The affected lung contains granulomatous inflammation with purulent discharge containing yellowish sulfur granules [3]. The clinical signs of pulmonary actinomycosis may include weight loss, fatigue and low-grade fever and often may mimic the presentation of pulmonary infections or malignancies [6]. Most patients with pulmonary actinomycosis gradually develop a productive cough and chest pain. Hemoptysis is relatively uncommon, but life-threatening [6,7]. Our case also presented with chronic productive cough and massive hemoptysis, which magnified the importance of rapid diagnosis and management.

The incidence of pulmonary actinomycosis infection has decreased in last decades. This decline may be the result of better oral hygiene and also the administration of antibiotics in suspected lung infections [8]. In cases with high clinical suspicion of pulmonary actinomycosis, the diagnosis is commonly puzzled with other differentials such as suppurative lung diseases, pulmonary abscesses, and malignancies [7]. Studies have shown an association between chronic lung disorders e.g., COPD and bronchiectasis, with pulmonary actinomycosis [9]. The long-lasting history of smoking and heroin inhalation had led to chronic pulmonary disorders which made an appropriate background for catching uncommon pulmonary infections.

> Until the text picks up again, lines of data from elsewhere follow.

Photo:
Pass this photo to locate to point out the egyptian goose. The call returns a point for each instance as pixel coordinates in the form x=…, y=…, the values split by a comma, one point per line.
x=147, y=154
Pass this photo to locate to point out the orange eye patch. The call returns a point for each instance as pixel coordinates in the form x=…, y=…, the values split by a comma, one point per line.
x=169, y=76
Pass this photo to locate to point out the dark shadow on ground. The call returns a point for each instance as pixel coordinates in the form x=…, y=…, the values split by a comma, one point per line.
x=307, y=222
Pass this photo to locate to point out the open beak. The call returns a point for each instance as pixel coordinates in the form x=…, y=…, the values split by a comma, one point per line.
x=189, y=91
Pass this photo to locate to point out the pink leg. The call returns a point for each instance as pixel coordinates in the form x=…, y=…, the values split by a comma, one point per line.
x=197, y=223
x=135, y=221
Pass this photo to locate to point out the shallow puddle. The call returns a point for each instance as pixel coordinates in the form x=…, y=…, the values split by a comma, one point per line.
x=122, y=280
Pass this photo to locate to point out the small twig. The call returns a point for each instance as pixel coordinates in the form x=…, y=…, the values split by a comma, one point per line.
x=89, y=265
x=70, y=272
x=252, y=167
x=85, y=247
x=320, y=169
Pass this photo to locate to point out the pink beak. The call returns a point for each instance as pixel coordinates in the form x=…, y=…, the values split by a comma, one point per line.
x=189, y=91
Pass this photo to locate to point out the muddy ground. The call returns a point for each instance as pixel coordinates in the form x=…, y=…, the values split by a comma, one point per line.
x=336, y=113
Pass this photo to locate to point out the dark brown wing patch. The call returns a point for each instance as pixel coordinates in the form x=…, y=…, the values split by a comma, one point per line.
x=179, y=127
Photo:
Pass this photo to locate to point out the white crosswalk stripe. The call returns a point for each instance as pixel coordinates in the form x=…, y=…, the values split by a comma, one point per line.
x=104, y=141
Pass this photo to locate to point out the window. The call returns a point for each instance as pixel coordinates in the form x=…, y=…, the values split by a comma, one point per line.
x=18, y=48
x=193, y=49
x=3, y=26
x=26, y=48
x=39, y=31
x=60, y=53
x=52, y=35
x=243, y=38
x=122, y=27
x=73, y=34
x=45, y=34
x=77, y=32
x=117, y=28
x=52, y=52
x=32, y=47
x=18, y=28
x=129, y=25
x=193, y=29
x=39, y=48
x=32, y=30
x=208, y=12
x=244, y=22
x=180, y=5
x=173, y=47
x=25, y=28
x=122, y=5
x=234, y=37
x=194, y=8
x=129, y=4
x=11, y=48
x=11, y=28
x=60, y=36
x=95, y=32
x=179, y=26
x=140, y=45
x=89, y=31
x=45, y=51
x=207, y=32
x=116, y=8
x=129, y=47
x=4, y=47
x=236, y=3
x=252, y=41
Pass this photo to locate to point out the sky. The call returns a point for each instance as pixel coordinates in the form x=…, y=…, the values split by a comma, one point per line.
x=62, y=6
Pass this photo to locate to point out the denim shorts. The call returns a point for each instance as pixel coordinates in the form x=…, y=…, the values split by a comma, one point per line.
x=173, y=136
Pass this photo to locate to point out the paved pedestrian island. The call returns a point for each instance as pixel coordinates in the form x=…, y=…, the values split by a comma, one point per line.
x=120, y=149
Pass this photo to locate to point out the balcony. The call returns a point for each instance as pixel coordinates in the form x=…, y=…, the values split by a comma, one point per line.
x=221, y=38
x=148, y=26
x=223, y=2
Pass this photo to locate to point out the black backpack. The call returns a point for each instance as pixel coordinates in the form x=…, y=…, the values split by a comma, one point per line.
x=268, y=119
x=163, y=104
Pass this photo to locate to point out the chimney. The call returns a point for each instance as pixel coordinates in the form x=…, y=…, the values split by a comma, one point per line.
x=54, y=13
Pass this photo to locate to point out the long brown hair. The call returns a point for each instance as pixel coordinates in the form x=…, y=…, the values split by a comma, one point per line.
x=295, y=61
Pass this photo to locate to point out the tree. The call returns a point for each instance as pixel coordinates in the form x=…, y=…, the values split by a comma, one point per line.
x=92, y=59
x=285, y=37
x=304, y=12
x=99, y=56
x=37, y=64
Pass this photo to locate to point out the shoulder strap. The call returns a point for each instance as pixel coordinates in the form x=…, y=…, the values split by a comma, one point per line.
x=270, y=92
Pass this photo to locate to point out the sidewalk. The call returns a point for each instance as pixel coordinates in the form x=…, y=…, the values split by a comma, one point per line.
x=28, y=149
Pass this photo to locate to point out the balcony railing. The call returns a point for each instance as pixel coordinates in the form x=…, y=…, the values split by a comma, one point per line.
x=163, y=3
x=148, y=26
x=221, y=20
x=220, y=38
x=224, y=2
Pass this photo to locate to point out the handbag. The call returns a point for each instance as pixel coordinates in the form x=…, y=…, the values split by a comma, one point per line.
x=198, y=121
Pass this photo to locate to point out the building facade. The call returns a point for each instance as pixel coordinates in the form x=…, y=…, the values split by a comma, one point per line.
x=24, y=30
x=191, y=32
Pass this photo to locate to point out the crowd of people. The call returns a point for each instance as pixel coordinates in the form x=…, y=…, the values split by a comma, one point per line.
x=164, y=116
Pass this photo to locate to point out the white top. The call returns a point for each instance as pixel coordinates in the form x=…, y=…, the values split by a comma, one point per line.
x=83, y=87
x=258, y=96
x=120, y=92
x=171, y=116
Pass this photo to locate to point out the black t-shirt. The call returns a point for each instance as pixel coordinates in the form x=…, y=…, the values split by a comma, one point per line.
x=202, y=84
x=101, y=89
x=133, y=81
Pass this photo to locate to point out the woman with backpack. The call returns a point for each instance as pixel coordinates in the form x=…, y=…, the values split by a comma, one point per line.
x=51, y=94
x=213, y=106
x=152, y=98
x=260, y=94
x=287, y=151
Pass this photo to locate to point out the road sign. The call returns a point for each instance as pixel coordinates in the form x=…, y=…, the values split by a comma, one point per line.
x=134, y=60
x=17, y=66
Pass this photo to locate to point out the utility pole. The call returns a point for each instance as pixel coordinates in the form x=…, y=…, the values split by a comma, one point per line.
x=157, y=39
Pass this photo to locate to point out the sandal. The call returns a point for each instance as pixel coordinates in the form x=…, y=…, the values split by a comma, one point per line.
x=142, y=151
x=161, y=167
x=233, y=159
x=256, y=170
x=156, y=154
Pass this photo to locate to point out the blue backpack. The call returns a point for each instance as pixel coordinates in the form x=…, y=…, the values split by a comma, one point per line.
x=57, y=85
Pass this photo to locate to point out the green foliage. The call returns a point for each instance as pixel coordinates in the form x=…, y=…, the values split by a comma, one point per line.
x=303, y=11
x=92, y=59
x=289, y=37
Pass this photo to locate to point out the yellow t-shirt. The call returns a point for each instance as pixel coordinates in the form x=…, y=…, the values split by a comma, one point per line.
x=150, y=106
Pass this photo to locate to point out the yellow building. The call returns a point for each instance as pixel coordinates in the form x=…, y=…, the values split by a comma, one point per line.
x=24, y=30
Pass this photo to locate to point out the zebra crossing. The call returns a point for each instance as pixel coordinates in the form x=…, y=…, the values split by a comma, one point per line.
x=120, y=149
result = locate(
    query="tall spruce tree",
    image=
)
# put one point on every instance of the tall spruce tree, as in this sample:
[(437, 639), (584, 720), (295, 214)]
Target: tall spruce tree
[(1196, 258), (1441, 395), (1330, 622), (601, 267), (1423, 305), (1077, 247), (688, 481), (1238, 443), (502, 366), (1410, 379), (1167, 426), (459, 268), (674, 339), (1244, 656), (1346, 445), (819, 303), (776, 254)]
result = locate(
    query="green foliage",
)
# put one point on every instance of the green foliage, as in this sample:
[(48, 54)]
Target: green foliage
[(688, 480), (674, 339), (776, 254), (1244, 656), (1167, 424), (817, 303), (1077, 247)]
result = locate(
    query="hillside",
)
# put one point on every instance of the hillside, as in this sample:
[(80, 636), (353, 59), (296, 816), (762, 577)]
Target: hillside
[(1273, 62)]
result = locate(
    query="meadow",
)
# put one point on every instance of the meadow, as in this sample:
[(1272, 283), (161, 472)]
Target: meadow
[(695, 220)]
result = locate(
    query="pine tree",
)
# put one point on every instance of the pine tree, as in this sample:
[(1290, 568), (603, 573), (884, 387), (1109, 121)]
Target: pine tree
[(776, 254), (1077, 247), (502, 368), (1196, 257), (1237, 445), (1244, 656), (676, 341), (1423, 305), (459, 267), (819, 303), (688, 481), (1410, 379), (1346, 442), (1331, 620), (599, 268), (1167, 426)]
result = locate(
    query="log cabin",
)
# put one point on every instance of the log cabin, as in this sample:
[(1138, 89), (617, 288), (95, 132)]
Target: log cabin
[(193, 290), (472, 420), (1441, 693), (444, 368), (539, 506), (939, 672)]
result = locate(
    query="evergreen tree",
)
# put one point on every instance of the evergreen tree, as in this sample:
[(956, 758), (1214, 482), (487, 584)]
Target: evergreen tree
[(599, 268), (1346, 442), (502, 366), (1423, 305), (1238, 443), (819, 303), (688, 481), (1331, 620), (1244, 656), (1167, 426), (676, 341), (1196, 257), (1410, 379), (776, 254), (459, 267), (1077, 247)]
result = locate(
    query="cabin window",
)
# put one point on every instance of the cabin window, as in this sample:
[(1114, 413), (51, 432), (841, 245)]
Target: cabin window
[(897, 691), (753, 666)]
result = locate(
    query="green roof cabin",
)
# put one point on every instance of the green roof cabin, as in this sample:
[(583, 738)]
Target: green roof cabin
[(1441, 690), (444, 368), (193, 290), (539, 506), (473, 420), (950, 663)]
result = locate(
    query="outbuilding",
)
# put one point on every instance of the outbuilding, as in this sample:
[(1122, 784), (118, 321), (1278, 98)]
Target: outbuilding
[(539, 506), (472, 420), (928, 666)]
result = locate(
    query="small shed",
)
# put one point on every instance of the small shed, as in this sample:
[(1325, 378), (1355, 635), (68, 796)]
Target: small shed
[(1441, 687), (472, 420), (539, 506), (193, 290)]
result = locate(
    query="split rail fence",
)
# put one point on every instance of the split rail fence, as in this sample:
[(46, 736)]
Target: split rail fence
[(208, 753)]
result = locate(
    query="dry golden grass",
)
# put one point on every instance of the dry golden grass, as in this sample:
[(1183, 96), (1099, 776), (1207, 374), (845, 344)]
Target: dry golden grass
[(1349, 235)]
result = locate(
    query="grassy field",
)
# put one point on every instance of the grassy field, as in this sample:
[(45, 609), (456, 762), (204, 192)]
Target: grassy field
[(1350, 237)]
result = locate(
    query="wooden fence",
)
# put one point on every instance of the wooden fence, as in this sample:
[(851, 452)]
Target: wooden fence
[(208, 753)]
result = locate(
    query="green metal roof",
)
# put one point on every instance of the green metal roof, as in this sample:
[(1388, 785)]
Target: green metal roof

Radiologic studies of this case resulted in non specific discoveries which did not have the ability of differentiating possible diagnosis. The findings could be interpreted with the history of old treated TB and also lung cancer. The most common radiologic pattern of pulmonary actinomycosis is fibrotic infiltrates in single lobe with cavitary lesions but in advanced cases it penetrated through the chest wall and invaded bone tissue [10]. Radiologic findings are usually single or multiple masses in lungs with decreasing of the shadow in the center of these masses. For segregation of pulmonary actinomycosis and other differential diagnosis such as lung cancer “open bronchus” sign can be helpful because bronchus are obstructed or compressed in lung cancer [11]. The CT-scan findings include multifocal nodular looking, cavitation, air space consolidation, mass, pleural effusion and hilar lymphadenopathy [12].

Finally, our diagnosis was made based on TBLB as culture results were not beneficial. Bacterial culture is obtained in 50% of suspected actinomycosis patients because of the high percentage of false-negative results, due to difficulty in actinomyces culturing, previous antibiotic therapy and existence of other bacterial overgrowth. Examination of secretions of bronchus or sputum may give false-positive results in one third of patients because actynomyces can be a part of the normal flora of saliva [11].

Recommended treatment for pulmonary actinomycosis is antimicrobial therapy using beta-lactam antibiotics. The drug of choice is penicillin G. In addition, ampicillin, amoxicillin, clindamycin and roxithromycin can also be used [8,13]. In our case, owing to life-threatening massive hemoptysis and also consultation with cardiac and thoracic surgeons, the patient underwent lobectomy with following antibiotic therapy.

Conclusion

Pulmonary actinomycosis is a rare disease which has large diagnosis overlap with other lung disorders i.e., malignancies. It should be included in differential diagnosis especially in immunocompromised patients with chronic respiratory symptoms and hemoptysis.